Wie viel Prozent unserer Zeit befinden wir uns wohl in geschlossenen Räumen? Die Zahl ist leider höher, als wir uns das eingestehen wollen. Zwischen 80 und 90 Prozent unseres Lebens verbringen wir nämlich innen. Genau deshalb ist es wichtig, gute Raumluft einzuatmen, die einen nicht müde oder antriebslos macht. Dies kann man am einfachsten mit Zimmerpflanzen gestalten. Denn Pflanzen absorbieren Schadstoffe aus der Luft und verbessern so automatisch das Raumklima.

Doch das ist nicht deren einziger Vorteil. Pflanzen wirken sich auch optisch ansprechend und beruhigend auf die Bewohner sowie Besucher aus und erhöhen somit die Aufenthaltslänge. Grünpflanzen nehmen ihr Gießwasser komplett auf und geben einen großen Teil über die Blätter wieder in die Luft ab. Dadurch wird die Luftfeuchtigkeit gesteigert und gerade in den Wintermonaten, der Zeit des Heizens, ein Austrocknen der Schleimhäute unterbunden. Durch die Abgabe von Feuchtigkeit kühlen die Räume auch automatisch ein wenig herunter. Grünpflanzen sind damit im Sommer natürliche Klimaanlagen. Dabei gilt: Je mehr Pflanzen man hat, desto angenehmer wird die Atmosphäre. Auch die Akustik verändert sich zum Besseren.

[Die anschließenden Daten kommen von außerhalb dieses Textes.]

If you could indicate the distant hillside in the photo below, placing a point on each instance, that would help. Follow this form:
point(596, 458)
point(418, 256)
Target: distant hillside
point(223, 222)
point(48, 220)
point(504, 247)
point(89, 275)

Mit dem passenden Übertopf werden Zimmerplanzen zum perfekt Dekomittel.

Mit dem passenden Übertopf werden Zimmerplanzen zum perfekten Dekomittel.

In unseren Möbeln können unter anderem Stoffe sein, die bei Abgabe in unserem Dunstkreis nicht unbedingt gesund sind. Ein Beispiel dafür ist das Gas Formaldehyd, welches früher vor allem in Holzmöbeln und heute noch in Textilien vorhanden ist und Haut- oder Augenreizungen bedingen kann. Außerdem kann es in geringen Mengen auch zu Kopfschmerzen oder Konzentrationsschwächen führen. Dagegen hilft regelmäßiges Lüften, um die verbrauchte Luft auszutauschen; dies muss aber nicht immer den gewünschten Erfolg bringen. Aber was fördert den Abbau von Formaldehyd noch? Natürlich Grünpflanzen. Und das Beste ist: Es ist egal, welche Pflanze man auswählt, denn nahezu alle sind in der Lage, dieses Gas abzubauen.

Die Begrünung kann natürlich nicht alle Schadstoffe beseitigen. Aber einen weiteren Vorteil hat sie trotzdem noch: Sie ist dekorativ und sieht einfach gut aus. Außerdem ist Grün die Farbe der Natur. Und diese Farbe bringt bekanntlich Entspannung und Kreativität in unsere Wohnräume und hilft dabei, die Konzentration zu stärken. Alles in allem haben Pflanzen also so viele positive Nebenwirkungen, dass die Anschaffung und Pflege im Vergleich dazu keine Mühen bereitet.